The show certainly regained itself in the sixth season and aside from the well-intentioned but thoroughly uncomfortable live episode, season seven was fantastic. The passing of John Spencer certainly led to some unfortunately rushed story arcs but it also did make some of the already affecting moments that much more so. The characters lived such vibrant lives on the screen that the end, though never welcome, felt pretty damn good. I was a bit upset that the show didn’t revisit the scene from episode one of the last season where the gang reconvenes but all told it was a fitting end.
Each year had its share of best, worst, and underrated episodes but the resounding bottom line is that they all have enough merit to warrant their existence.
What the characters and actors brought to television…

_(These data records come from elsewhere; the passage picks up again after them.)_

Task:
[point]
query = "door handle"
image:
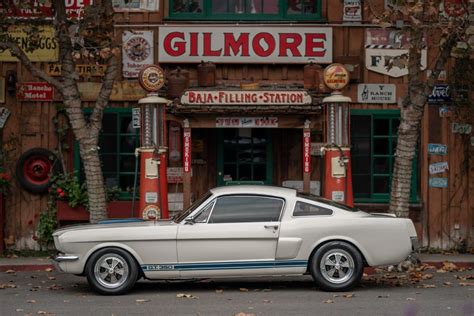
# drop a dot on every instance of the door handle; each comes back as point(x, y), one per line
point(275, 227)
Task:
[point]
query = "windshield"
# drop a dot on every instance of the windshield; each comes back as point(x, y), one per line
point(184, 213)
point(326, 201)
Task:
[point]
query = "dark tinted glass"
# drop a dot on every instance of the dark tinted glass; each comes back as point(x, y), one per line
point(239, 209)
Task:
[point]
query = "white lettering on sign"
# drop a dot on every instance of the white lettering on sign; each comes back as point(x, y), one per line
point(238, 122)
point(223, 43)
point(198, 97)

Latauro: Richard Schiff is the man. It would be easy to play Toby as a grump, and easier to let that go halfway through season one once we’d got to know him, but Schiff didn’t go there. Toby was never grumpy for the sake of colour; he had a specific world view, and was more interested in respect that affection. That idea dictated how he played the character, and we ended up with someone who was infinitely more interesting than your typical grinch character. And his delivery! Who delivers dialogue like that?! Love it.
Matt Goldberg (Email, Message Board): It took a cast that was either unknown (show of hands for how many people knew Allison Janney, Richard Schiff, Janel Moloney, and Dule Hill before The West Wing) or needing the opportunity to unleash their potential for the first time (Rob Lowe, Bradley Whitford) or yet again (Martin Sheen, John Spencer, Stockard Channing). These actors would take Sorkin’s script and make the subject of discussion absolutely exhilerating through the now emblematic rapid-fire walk-and-talk or monologues that make you wonder why Sorkin didn’t become a speechwriter and why these actors hadn’t already broken out. The West Wing took all of its cast and made them must-watch actors. I tuned into "Psych" for Dule Hill. I no longer just think of Whitford as the villain from Happy Gilmore. And John Spencer went out with a glorious final role which deserves far more recognition than where I previously knew him: the douchebag who Connery tossed over a building in The Rock.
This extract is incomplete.